Bittersweet pleasures lurked in his chosen territories. Dare County’s Nags Head Woods — a Conservancy preserve along North Carolina’s Outer Banks — offered the same conflicting vistas that Johnson observed on Grandfather Mountain. “On the island, you’ve got McDonald’s, K-Mart … this really heavy-duty strip, and then, all of a sudden, there are these woods — 1,600 acres of what it used to be like. It’s amazing.”
The preserve itself, a maritime forest haunted by ancient sand dunes, harbored even more excitement. “You have to [watch out for] the cottonmouth snakes,” Johnson warns. “One day — it was a nice fall day — they were out in full force, looking for places to burrow. They blend in with the leaf litter, so you have to be careful.”
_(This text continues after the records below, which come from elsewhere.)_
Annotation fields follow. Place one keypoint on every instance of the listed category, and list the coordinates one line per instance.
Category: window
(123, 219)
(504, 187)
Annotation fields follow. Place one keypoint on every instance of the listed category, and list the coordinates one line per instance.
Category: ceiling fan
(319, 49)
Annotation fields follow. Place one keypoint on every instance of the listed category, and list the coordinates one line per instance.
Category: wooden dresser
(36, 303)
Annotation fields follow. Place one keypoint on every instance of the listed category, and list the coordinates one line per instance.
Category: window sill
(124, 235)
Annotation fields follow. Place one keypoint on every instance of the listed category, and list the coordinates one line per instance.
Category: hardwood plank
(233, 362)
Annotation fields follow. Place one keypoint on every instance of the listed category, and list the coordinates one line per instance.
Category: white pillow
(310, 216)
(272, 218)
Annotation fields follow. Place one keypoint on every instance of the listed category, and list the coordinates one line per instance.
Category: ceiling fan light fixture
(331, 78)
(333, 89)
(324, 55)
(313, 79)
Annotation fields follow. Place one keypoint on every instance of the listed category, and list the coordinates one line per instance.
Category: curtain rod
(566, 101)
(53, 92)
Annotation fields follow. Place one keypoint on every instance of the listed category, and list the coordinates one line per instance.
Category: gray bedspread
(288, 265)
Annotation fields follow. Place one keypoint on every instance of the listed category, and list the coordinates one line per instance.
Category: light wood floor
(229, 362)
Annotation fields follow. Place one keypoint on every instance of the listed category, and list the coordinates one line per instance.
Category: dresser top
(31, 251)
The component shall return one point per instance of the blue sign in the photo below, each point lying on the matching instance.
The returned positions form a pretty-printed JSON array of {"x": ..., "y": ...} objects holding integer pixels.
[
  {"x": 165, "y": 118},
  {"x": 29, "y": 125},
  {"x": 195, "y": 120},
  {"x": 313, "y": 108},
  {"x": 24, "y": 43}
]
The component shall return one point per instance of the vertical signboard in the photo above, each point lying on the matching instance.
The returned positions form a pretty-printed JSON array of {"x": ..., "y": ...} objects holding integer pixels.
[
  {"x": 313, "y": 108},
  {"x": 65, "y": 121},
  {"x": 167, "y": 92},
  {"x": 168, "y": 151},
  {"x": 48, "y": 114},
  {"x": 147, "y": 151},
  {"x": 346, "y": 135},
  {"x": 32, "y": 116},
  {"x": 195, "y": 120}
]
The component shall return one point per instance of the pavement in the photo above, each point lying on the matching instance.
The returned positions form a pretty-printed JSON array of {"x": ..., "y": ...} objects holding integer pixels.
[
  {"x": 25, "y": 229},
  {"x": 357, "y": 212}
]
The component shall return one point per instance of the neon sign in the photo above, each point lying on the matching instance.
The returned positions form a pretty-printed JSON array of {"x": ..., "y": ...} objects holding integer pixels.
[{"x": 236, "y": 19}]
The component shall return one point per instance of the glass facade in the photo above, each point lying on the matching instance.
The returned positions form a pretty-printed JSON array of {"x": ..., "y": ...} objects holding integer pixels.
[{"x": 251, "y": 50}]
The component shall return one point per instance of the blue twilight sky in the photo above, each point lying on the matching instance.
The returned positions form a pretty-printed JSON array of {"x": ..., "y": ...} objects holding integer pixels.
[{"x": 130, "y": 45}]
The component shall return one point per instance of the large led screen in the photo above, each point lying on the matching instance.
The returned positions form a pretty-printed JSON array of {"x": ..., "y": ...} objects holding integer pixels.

In Johnson’s “Nags Head Woods,” one such reptile curls itself around an exotic tangle of vegetation, its head rising saucily above a conch shell. The artist reveals the snake in a pose of open-mouthed warning mode, revealing what the artist calls its “warning patch of pure white.” It’s an obvious touch, yet almost unnecessary: Hissing or no, the cottonmouth is clearly king of the canvas. (Likewise, the autumn-rich “Panthertown Valley,” a deeply lovely mountain vista, is sneakily dominated by a small black bear.)
Other Conservancy sites immortalized by Johnson include Ashe County’s Bluff Mountain, Brunswick County’s Green Swamp Preserve, the Black River, the Roanoke River, the Sandhills Longleaf Pine Forest, Horseshoe Lake and the Green Sea area (the latter a large complex of wetlands that spans five counties in the northeasternmost corner of North Carolina).
“[North Carolina is] really an incredibly diverse state,” Johnson muses. “We’ve got everything from semi-tropical conditions all the way up to [trees like] the spruce fir, which you would usually find only in Canada. … You have all these different ecosystems, this whole world, just in [this state].”
As a biological foundation to understanding the preserves, the physical details of flora and fauna received Johnson’s careful attention (“lichen growing down in drooping tangles from pines,” he notes beside a notebook sketch of swamp azalea). The artist clearly cut no corners during the project, and still speaks of that year with a weighted tone of wonder and gratitude.
But his color travels more lightly.
It’s hard to realize the impact of Johnson’s palette from photographs of the works: His hues are infused with the odd light of dreams and require personal inspection to fully appreciate. Referring to a peculiarly gleaming lily in “Bluff Mountain,” the artist concedes, “I felt the painting needed that spot of bright[ness], so I intensified [the yellow]. Color is more subjective, for me.”
And his enchantment with color for its own sake is a force strong enough to transgress even sacred boundaries, it seems. “If I have to sacrifice botanical accuracy [to foster my vision], I’ll do it,” Johnson notes firmly.